Here was Dorian, the right man in the right place: a minister who, if his colleagues had only possessed half his brains and energy, might possibly have saved Paris. What was he to do? His dignity dictated resignation. But though modesty itself, he was not blind to his own worth. He knew what he and he alone could do for his country, and for the country he cared far more than for his personal dignity. That day at lunch his wife, his son, and his beautiful daughter, Aline Dorian, one of the most ardent of patriots, and his daughter’s husband, Paul Ménard, all entreated him to resign.[202] With tears in his eyes and without the slightest hesitation, he replied: “When I left my home and my foundries to come to Paris, I was prepared for every sacrifice. When I consented to enter the Government of Defence, I vowed to the Republic’s service my fortune, my life, and yours, Ménard, and yours, Charles. You tell me that I ought to reserve my honour. I do not consider that my honour is in question. Rather it is the honour of others which is at stake. It is my dignity that is attacked. I feel it. Nevertheless I will go so far as to make that sacrifice. I have carved out my own part in the national task which we are all performing. I found cannon. If I ceased to do so, then I am persuaded not another cannon, not a single bullet more would be manufactured.”

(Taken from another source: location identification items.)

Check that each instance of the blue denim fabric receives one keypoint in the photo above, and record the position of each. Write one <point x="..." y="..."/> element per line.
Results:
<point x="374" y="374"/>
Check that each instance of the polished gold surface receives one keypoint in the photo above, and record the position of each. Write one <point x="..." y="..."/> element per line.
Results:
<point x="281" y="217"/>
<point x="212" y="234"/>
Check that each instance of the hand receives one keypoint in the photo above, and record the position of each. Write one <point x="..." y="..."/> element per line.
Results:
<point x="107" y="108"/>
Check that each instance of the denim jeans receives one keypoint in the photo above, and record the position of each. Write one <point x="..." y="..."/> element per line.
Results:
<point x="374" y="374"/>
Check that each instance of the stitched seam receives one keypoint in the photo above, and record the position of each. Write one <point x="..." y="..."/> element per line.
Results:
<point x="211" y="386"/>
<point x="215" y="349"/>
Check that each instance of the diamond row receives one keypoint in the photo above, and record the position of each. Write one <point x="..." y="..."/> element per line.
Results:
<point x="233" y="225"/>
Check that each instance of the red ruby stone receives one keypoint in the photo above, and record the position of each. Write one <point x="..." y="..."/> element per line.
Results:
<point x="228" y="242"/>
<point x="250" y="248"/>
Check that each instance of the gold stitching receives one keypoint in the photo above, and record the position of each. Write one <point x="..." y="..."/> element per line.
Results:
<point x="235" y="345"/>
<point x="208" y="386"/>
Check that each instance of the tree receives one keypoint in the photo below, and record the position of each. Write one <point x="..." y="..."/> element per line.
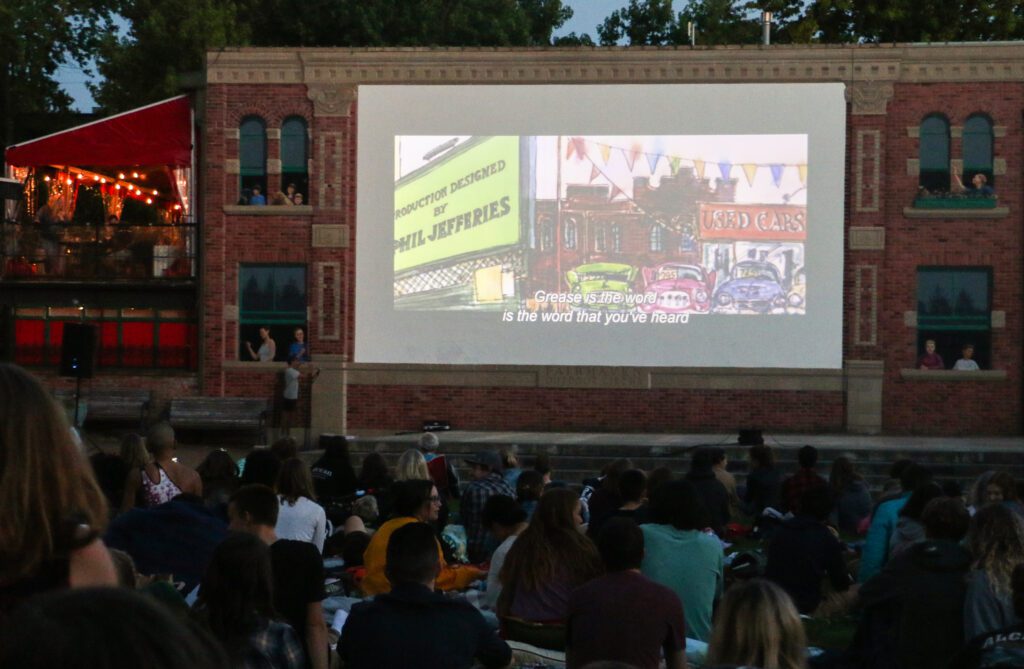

Dorian continued in office. Adam, as we have said, resigned; and after three weeks’ residence in her prison house, Juliette awoke on the morning of the 3rd of November to find herself back again in her “dovecot” of the Boulevard Poissonnière.

One of the privations of her sojourn across the water had been that she saw less of her friends. The Rue de Jérusalem was too far out of their beat. Now, sauntering along the boulevard, coming away from dinner at Brébant’s opposite, the Adams’ friends had only to climb their staircase on Wednesday or Friday evenings to find them at home and surrounded by interesting friends. Of this restored privilege the former frequenters of Mme. Adam’s salon were not slow to avail themselves. “Ah! que le salon du Boulevard Poissonnière est autrement fréquenté que celui de la Préfecture,” exclaims Juliette. On the 8th of November she writes: “This evening we have the whole Dorian family, for whom our friendship increases every day, also Eugène Pelletan, Rochefort, who had resigned after the 31st of October, Chenevard and Louis Blanc.”

As the siege dragged on and viands grew scarcer and scarcer, Mme. Adam was often hard put to it to provide dinners for her guests. They were dîners de guerre, which, of course, means guère de dîner.

“I invited our friends to dinner,” writes Mme. Adam on the 23rd of December. “But our dinners are now veritable picnics.” Jourdan, a well-known journalist, provided the butter, Peyrat the last box of Albert plums in Paris, another guest a little box of kidney beans, yet another had sent the joint—it was part of an interesting cow which for two months had been stabled in a salon. A few weeks later such a luxury as beef became quite unknown. Juliette for her New Year’s dinner-party considered herself lucky to be able to put before her friends a joint of elephant. It was part of the famous Castor from the Jardins d’Acclimation. The trunk of Castor’s twin, Pollux, which an English butcher of the Boulevard Haussman had temptingly displayed in a setting of camel kidneys, helped to furnish forth the war dinner-tables of Labouchère and Edmond de Goncourt. The Daily News correspondent found it tough and oily, une pièce de résistance, but not in the usual sense of the term.